LeakWatch

Example: Bloom Filters

A Bloom filter is a probabilistic data structure that loosely mimics the behaviour of a set: it is possible to add elements to a Bloom filter, and to test elements for membership. Bloom filters use hash functions to record membership of added elements, so collisions are possible; this means that a test for an element's membership may return a false positive (but not a false negative). If an attacker is able to test the Bloom filter for element membership, its internal state therefore leaks some information about the elements that have been added, although the precise amount of information leaked will depend on the number of elements added.

In this example, a preselected number of integers between 0 and 7 are added to a Bloom filter with 24 bits of internal state and two defined hash functions.

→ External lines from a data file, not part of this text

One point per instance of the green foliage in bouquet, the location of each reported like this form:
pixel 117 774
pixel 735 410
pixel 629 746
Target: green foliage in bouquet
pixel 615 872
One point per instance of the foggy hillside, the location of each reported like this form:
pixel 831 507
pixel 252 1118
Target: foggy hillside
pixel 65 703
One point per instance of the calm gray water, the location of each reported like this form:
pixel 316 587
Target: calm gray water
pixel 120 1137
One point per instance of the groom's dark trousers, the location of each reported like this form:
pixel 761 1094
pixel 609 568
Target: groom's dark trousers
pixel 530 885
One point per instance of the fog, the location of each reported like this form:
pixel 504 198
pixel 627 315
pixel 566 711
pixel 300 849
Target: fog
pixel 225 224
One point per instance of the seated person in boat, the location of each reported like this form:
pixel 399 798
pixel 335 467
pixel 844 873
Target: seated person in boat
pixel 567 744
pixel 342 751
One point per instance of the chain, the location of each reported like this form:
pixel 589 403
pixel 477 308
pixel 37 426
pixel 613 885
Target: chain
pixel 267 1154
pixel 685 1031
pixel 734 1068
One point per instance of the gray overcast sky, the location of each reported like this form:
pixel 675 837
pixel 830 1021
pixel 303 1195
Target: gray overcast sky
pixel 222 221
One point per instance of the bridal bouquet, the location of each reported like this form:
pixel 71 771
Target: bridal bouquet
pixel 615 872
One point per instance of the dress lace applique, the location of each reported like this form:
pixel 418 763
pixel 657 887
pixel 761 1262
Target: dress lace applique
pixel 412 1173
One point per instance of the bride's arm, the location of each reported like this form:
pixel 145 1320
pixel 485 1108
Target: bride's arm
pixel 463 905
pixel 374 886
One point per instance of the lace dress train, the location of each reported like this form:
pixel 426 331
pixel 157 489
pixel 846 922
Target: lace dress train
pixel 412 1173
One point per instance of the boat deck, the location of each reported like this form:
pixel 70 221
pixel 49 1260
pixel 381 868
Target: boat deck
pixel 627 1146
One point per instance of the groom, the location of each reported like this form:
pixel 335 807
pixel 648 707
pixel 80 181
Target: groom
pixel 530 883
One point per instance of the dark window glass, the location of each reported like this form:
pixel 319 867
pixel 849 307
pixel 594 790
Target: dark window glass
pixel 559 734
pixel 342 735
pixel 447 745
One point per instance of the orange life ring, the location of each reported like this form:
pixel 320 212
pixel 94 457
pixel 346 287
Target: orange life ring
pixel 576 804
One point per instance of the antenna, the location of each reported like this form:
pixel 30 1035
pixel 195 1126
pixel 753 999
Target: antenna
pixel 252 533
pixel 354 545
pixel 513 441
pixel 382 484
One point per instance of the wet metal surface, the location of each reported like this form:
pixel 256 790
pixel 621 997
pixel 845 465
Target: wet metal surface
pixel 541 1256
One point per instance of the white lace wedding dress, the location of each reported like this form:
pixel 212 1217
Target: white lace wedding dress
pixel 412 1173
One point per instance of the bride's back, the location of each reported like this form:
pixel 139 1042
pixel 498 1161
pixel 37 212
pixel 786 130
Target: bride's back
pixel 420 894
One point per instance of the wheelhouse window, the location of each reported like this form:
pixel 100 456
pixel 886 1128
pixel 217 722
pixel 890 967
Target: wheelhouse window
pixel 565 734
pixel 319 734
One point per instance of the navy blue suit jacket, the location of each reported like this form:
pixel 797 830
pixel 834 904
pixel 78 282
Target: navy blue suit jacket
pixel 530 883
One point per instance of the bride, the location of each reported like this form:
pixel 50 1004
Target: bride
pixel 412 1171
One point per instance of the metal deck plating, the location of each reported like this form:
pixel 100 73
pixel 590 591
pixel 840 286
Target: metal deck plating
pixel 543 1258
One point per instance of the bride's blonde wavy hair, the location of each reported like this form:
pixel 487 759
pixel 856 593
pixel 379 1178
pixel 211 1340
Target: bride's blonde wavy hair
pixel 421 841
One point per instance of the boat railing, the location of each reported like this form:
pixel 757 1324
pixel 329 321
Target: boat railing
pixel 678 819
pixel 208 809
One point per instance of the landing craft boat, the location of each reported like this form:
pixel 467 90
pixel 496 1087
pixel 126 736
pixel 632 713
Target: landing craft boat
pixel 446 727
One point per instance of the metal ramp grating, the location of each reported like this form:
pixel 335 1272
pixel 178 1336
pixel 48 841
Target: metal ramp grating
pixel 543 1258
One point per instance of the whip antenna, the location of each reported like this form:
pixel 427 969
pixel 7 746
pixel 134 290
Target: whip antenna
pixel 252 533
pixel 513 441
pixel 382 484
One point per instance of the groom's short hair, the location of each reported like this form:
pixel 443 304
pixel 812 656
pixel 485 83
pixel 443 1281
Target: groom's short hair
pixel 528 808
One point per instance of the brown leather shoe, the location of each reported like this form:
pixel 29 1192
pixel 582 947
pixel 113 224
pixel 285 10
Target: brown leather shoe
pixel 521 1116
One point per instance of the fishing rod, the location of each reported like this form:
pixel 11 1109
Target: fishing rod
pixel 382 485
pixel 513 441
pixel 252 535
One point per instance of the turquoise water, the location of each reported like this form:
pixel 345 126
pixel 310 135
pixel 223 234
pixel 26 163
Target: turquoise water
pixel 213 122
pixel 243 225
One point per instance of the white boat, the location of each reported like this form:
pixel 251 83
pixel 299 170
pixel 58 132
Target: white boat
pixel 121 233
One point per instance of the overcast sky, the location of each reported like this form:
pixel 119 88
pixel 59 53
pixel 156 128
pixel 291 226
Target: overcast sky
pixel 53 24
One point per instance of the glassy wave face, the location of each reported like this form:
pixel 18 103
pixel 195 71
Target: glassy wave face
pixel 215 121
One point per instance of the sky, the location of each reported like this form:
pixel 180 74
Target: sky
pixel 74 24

As the number of integers added to the Bloom filter increases, the probability of collisions occurring also increases; this means that if an attacker were to test the Bloom filter for membership of a particular integer, the attacker's certainty that the integer was actually added to the Bloom filter (rather than simply appearing to have been added, as the side-effect of a collision) would decrease. This is reflected in the table below, which shows the average amount of information about each added integer that leaks from the Bloom filter.

Number of integers added Corrected mutual information (bits) Leakage per integer added (bits)
1 2.81 2.8
2 5.08 2.5
3 6.69 2.2
4 6.71 1.7
5 6.89 1.4
6 6.93 1.2

The Java implementation of a Bloom filter in this example is taken from Javamex, showing how existing code can easily be adapted to work with LeakWatch.